Latvian carrier airBaltic has said it plans to resume operations with a shrunk fleet of five A220-300s and gradually add one aircraft per week as demand returns. It will bring forward plans to discontinue deployment of Boeing and Bombardier Q400 aircraft to simplify operations which will cover a limited network in the near future. Its CEO, Martin Gauss, has said the current situation will result in consolidations in the industry, including unexpected partnerships, as airlines merge out of necessity.

During the 'Aviation and travel beyond COVID-19 edition' of the CAPA Masterclass series, Christoph Mueller, a former airline CEO at Malaysia Airlines, Aer Lingus, Hapag-Lloyd and the Sabena Group, who has a positive reputation for business turnaround and recovery, highlighted what a sad time it is for airlines that have worked hard to deliver liquidity, which is now "melting like snow in the Sahara".

The CAPA Masterclass covered some key topics on the future outlook of the industry. Will we get back to position where government's are controlling all the big airlines? Mr Mueller believed there would be scope for "positive government engagement," such a system like the Chapter 11 protection in the United States that would allow freedom of a couple of months for restructuring. If they were to invest in airlines, he believes it should be temporary and non-intrusive operating at an arm's length.

What about aircraft? Well, the current crisis will likely see the accelerated retirement of older generation aircraft. "The classic fleets will be grounded, possibly for the long-term, if not forever," observed Mr Mueller. This, he believed, would be supported by a postponement of future deliveries.

But, it is the health and safety aspect and how travellers and the industry adapt that could perhaps be the main factor in what path to recovery we will see. As an example, Vietnam Airlines has revealed it is limiting the number of passengers permitted on services to Ho Chi Minh City through to 15-Apr-2020 in compliance with a request from the Civil Aviation Authority of Vietnam. The airline says it will carry a maximum of 180 passengers on Boeing 787 and A350 aircraft, and no more than 120 passengers on its A321s.
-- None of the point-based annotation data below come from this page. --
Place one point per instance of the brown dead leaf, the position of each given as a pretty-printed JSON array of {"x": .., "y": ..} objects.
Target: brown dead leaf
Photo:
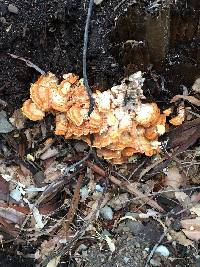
[
  {"x": 193, "y": 235},
  {"x": 173, "y": 178},
  {"x": 183, "y": 198},
  {"x": 180, "y": 238},
  {"x": 196, "y": 86},
  {"x": 193, "y": 100},
  {"x": 12, "y": 215},
  {"x": 191, "y": 224}
]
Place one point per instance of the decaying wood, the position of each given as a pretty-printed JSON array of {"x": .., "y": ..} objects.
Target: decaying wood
[
  {"x": 73, "y": 205},
  {"x": 125, "y": 185}
]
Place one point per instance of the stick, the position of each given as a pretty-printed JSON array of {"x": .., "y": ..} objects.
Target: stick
[
  {"x": 125, "y": 185},
  {"x": 85, "y": 46}
]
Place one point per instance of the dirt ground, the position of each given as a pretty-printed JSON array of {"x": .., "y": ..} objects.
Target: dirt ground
[{"x": 50, "y": 34}]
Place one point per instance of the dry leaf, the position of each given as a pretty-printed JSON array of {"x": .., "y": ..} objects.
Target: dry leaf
[
  {"x": 181, "y": 197},
  {"x": 196, "y": 209},
  {"x": 193, "y": 100},
  {"x": 12, "y": 215},
  {"x": 193, "y": 235},
  {"x": 173, "y": 178},
  {"x": 180, "y": 238},
  {"x": 196, "y": 86},
  {"x": 54, "y": 262},
  {"x": 191, "y": 224}
]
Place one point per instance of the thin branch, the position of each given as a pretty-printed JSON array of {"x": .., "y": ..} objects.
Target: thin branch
[
  {"x": 28, "y": 63},
  {"x": 154, "y": 249},
  {"x": 85, "y": 46}
]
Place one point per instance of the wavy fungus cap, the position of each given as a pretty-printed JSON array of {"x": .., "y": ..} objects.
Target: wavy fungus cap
[{"x": 121, "y": 124}]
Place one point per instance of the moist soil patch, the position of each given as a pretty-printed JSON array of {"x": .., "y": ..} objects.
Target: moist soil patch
[{"x": 123, "y": 39}]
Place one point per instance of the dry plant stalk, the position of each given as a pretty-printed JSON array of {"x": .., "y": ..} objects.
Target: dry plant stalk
[{"x": 122, "y": 125}]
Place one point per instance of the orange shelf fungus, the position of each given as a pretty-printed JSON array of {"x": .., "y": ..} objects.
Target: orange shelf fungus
[{"x": 121, "y": 124}]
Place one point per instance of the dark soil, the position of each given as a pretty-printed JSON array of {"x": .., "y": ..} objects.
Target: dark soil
[{"x": 50, "y": 34}]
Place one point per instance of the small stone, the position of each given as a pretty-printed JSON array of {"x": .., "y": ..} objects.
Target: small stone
[
  {"x": 107, "y": 213},
  {"x": 3, "y": 9},
  {"x": 163, "y": 251},
  {"x": 119, "y": 202},
  {"x": 5, "y": 126},
  {"x": 155, "y": 262},
  {"x": 13, "y": 9},
  {"x": 126, "y": 259},
  {"x": 98, "y": 2}
]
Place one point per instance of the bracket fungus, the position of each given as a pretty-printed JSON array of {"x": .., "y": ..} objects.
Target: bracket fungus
[{"x": 121, "y": 123}]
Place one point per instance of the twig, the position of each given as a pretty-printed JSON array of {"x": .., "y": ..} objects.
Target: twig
[
  {"x": 28, "y": 63},
  {"x": 125, "y": 185},
  {"x": 85, "y": 46},
  {"x": 166, "y": 191},
  {"x": 154, "y": 248},
  {"x": 61, "y": 252},
  {"x": 73, "y": 205}
]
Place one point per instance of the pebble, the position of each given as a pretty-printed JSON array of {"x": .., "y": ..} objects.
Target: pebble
[
  {"x": 98, "y": 2},
  {"x": 119, "y": 202},
  {"x": 5, "y": 126},
  {"x": 155, "y": 263},
  {"x": 107, "y": 213},
  {"x": 3, "y": 9},
  {"x": 163, "y": 251},
  {"x": 13, "y": 9}
]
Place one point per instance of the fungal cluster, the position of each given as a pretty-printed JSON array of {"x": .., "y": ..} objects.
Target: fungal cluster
[{"x": 121, "y": 124}]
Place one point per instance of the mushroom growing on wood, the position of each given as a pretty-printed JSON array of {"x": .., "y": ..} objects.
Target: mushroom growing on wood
[{"x": 122, "y": 125}]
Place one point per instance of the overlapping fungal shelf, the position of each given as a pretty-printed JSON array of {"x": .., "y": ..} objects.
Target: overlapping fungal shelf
[{"x": 122, "y": 125}]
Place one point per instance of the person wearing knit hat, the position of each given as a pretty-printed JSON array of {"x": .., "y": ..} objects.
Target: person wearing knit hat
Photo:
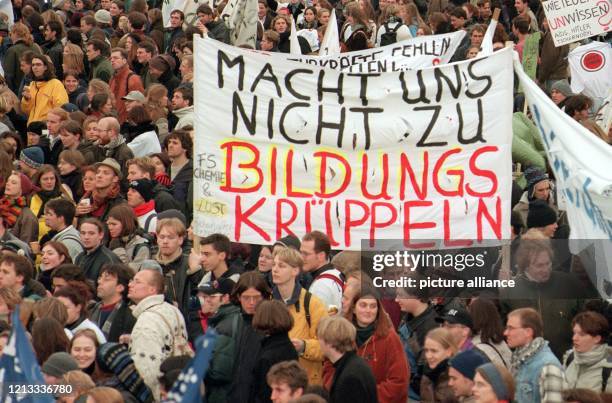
[
  {"x": 114, "y": 358},
  {"x": 493, "y": 384},
  {"x": 542, "y": 217},
  {"x": 461, "y": 371},
  {"x": 560, "y": 91},
  {"x": 56, "y": 366},
  {"x": 140, "y": 199},
  {"x": 103, "y": 17},
  {"x": 30, "y": 160}
]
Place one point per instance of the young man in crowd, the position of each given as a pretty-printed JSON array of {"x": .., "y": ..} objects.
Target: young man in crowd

The recovery post-911 resulted in a huge surge in screening efforts and we still see much of that in operation today. A similar reaction now could mean the airline business will take a hit. Can social distancing be introduced at airports and on aircraft. "An aircraft is just like Harrods. It as about revenue per square foot. Ticket prices would need to go up," acknowledged Mr Mueller.

Aircraft with their modern filtration systems are perhaps not the problem. "In a lot of ways you are safer in an aircraft than in the airport in terms of what or who you touch," highlighted Mr Harbison.

Both respected industry commentators are clear that a standardised solution would be required to what could be a significant issue for the industry. "We need an international response not national and based on medical expertise. We need consistent measures across the world developed by medical experts," outlined Mr Mueller.

On the path to recovery, we can certainly learn from 911, SARS and the global financial crisis. But, COVID-19 is setting a new blueprint and despite all of our beliefs and best guesstimates, it will still be weeks, months, even years before we truly know what path the industry will take.